Thomas Hackl, da Caritas Romênia, que abriu um centro no posto fronteiriço de Siret, afirma que, recentemente, sua equipe deteve um homem que tentava levar duas jovens ucranianas para a Itália.

"Sabemos que os traficantes se misturam na população, propõem um meio de transporte. Havia muitos sinais que nos levavam a desconfiar desse homem: ele insistia demais, queria levá-las para um lugar específico (...) São muitas histórias como essa por aqui", explica.

Na passagem de fronteira, ou nos países por onde transitam, as crianças correm o risco de se encontrarem em um veículo com um estranho, ou em alojamentos com o risco de se tornarem "uma pequena escrava doméstica", ou serem exploradas sexualmente, diz Colas, da Caritas França.

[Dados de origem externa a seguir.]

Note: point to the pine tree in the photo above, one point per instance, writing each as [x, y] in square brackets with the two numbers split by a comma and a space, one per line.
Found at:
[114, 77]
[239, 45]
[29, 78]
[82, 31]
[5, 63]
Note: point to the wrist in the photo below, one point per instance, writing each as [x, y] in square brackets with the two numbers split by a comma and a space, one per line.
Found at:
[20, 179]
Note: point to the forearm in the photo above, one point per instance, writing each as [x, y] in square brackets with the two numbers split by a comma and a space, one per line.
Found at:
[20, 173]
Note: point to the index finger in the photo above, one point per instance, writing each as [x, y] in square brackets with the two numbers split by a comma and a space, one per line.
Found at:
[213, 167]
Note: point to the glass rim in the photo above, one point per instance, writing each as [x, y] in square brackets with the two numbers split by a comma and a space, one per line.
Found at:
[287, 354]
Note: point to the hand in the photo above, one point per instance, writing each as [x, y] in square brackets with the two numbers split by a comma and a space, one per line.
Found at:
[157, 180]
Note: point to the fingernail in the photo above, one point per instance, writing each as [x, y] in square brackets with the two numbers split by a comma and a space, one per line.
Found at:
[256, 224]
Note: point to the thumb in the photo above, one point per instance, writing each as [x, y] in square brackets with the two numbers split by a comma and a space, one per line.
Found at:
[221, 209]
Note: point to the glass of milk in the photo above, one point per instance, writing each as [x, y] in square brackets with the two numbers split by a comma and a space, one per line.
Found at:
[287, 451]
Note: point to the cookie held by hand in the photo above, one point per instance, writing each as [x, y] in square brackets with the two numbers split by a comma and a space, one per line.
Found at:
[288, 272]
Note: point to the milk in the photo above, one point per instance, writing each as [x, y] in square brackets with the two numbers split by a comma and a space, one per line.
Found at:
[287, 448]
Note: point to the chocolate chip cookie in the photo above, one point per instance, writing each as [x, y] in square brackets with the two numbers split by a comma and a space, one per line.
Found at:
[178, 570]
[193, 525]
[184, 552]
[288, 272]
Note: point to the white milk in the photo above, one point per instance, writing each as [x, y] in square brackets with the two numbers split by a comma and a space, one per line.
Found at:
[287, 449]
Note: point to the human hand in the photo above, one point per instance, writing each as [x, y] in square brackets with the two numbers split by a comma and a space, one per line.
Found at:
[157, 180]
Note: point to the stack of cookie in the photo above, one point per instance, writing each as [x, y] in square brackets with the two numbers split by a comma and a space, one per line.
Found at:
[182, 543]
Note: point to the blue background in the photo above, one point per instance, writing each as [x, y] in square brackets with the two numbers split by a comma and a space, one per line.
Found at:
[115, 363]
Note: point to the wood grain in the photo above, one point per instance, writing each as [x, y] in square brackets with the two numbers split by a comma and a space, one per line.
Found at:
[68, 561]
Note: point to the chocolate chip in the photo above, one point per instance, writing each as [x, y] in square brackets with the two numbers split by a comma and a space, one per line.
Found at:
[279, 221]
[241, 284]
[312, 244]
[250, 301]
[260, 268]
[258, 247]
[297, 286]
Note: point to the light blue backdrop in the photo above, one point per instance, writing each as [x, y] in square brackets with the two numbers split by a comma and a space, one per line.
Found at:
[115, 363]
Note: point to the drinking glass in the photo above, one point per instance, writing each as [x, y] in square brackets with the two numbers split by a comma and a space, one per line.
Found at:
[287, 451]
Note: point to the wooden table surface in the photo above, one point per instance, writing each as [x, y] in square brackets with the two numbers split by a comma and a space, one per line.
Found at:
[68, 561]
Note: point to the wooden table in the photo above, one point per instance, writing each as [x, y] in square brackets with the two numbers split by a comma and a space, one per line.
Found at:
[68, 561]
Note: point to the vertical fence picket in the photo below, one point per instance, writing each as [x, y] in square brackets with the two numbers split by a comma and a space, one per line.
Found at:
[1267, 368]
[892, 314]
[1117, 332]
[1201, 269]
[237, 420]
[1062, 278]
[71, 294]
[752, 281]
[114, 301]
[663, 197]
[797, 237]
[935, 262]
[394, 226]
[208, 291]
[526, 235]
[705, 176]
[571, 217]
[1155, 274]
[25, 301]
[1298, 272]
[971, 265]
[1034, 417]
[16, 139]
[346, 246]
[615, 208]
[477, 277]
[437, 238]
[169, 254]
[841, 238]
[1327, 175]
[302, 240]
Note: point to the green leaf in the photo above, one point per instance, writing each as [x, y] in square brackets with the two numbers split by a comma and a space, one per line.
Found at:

Contactada pela AFP na fronteira entre Ucrânia e Moldávia, Yuri Tsitrinbaum, da ONG IsraAID, que ajuda desde o final de fevereiro, afirma que, nas primeiras três semanas de guerra, a situação era "caótica".

Depois, o fluxo "se acalmou", mas "há uma preocupação crescente (...) com a questão do tráfico de pessoas".

Em Nijni Vorota, Marieta espera que a situação permaneça calma e diz não ter a intenção de ir para o exílio. Mas, se as forças russas se aproximarem, ela não sabe o que fará com as crianças. "É melhor não pensar nisso", desabafa.